Bhutan has close ties with India but has maintained cordial relations with China. It does not have diplomatic links with Beijing, even though there have been internal debates over establishing such ties.
Until 2007, India had oversight over Bhutan’s relations with other countries. This changed after the two countries amended a friendship treaty, giving Bhutan full freedom to pursue ties with other countries.
More than anything, Bhutan has been fearful of being caught in the disputes between India and China.
But, in 2017, it found itself at the centre of a border row over Doklam, an area claimed by both Bhutan and China.
India supported Bhutan’s claims as the area is also strategically close to India’s Siliguri Corridor, a narrow stretch of land that connects the country’s north-east to the mainland. The issue was resolved through diplomacy between India and China.
Indian analysts believe the Chinese claim on the wildlife sanctuary is aimed at India as it is also close to the state of Arunachal Pradesh, which China has laid claim to in its entirety.
India and China are in the midst of trying to resolve tensions after the worst clash in decades on their disputed border on June 15, which left 20 Indian soldiers dead. Last week, both began the process of disengagement, which is occurring in stages along multiple points around the Line of Actual Control, the de facto border between the two countries.
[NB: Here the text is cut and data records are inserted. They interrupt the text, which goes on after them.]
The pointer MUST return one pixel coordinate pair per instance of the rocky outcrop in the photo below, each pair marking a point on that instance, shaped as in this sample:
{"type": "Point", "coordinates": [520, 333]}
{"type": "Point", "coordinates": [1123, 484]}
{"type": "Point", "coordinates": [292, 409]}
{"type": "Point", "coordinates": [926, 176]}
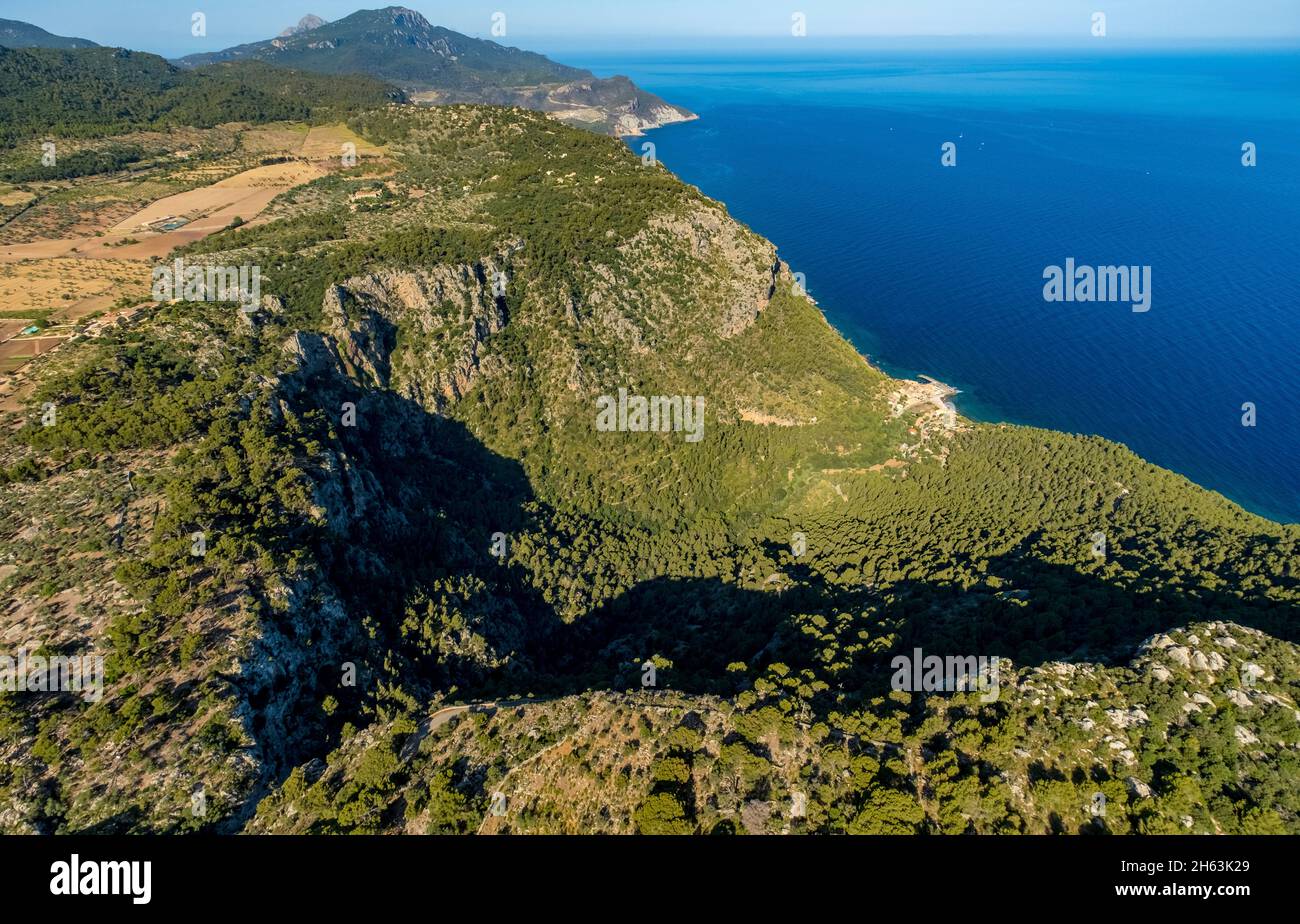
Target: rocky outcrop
{"type": "Point", "coordinates": [420, 333]}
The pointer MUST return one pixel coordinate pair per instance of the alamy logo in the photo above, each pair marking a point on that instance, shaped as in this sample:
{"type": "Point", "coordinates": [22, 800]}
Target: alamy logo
{"type": "Point", "coordinates": [658, 413]}
{"type": "Point", "coordinates": [931, 673]}
{"type": "Point", "coordinates": [103, 877]}
{"type": "Point", "coordinates": [202, 282]}
{"type": "Point", "coordinates": [1099, 283]}
{"type": "Point", "coordinates": [57, 673]}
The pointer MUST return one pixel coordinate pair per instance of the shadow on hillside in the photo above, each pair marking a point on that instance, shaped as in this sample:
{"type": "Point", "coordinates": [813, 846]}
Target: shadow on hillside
{"type": "Point", "coordinates": [414, 504]}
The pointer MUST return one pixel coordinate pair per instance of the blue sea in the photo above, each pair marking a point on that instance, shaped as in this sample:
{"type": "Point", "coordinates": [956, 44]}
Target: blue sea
{"type": "Point", "coordinates": [1110, 157]}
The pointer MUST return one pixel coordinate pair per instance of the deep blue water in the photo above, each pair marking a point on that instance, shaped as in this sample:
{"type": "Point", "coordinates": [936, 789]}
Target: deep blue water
{"type": "Point", "coordinates": [1119, 157]}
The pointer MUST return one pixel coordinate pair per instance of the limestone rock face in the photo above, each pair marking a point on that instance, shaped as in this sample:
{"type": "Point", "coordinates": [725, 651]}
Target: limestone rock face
{"type": "Point", "coordinates": [420, 333]}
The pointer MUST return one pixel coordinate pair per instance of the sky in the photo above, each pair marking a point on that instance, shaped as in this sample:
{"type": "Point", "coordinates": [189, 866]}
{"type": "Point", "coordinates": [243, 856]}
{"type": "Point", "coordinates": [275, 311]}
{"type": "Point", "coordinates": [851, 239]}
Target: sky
{"type": "Point", "coordinates": [163, 26]}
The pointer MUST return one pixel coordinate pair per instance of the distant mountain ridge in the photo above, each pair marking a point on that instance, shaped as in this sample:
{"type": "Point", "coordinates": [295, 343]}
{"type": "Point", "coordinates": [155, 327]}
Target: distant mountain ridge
{"type": "Point", "coordinates": [440, 65]}
{"type": "Point", "coordinates": [304, 25]}
{"type": "Point", "coordinates": [14, 34]}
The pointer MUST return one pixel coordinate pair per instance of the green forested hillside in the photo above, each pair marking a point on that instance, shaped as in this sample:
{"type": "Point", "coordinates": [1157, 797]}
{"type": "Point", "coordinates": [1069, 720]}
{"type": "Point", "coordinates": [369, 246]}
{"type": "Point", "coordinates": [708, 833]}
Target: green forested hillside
{"type": "Point", "coordinates": [99, 91]}
{"type": "Point", "coordinates": [419, 391]}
Dr Jabin T. Jacob, an associate professor at Shiv Nadar University, said: “The Chinese are making this claim now on the basis that this was historically part of Tibet, even if Bhutanese were allowed to use the area. This then suggests a renewed focus on strengthening Chinese claims on Tibet at international bodies…
“For India and Bhutan, the implication is that Doklam has neither been forgotten nor forgiven, and that the Chinese are determined to complicate the special relationship the two South Asian neighbours enjoy. It, however, follows a pattern now evident of China making large and expansive territorial claims that has been on view for several years now.”
Within Bhutan, local media has not highlighted the current border dispute too much, even though those on social media are aware of the new claims.
Mr Tenzing Lamsang, editor of The Bhutanese newspaper, noted that even Chinese maps showed the sanctuary to be in Bhutan.
He tweeted: “1977 Chinese map showing Sakteng well within Bhutan… This is in addition to many other such maps, including recent ones. Yet to hear of any country in the world disputing its own official maps issued for decades.”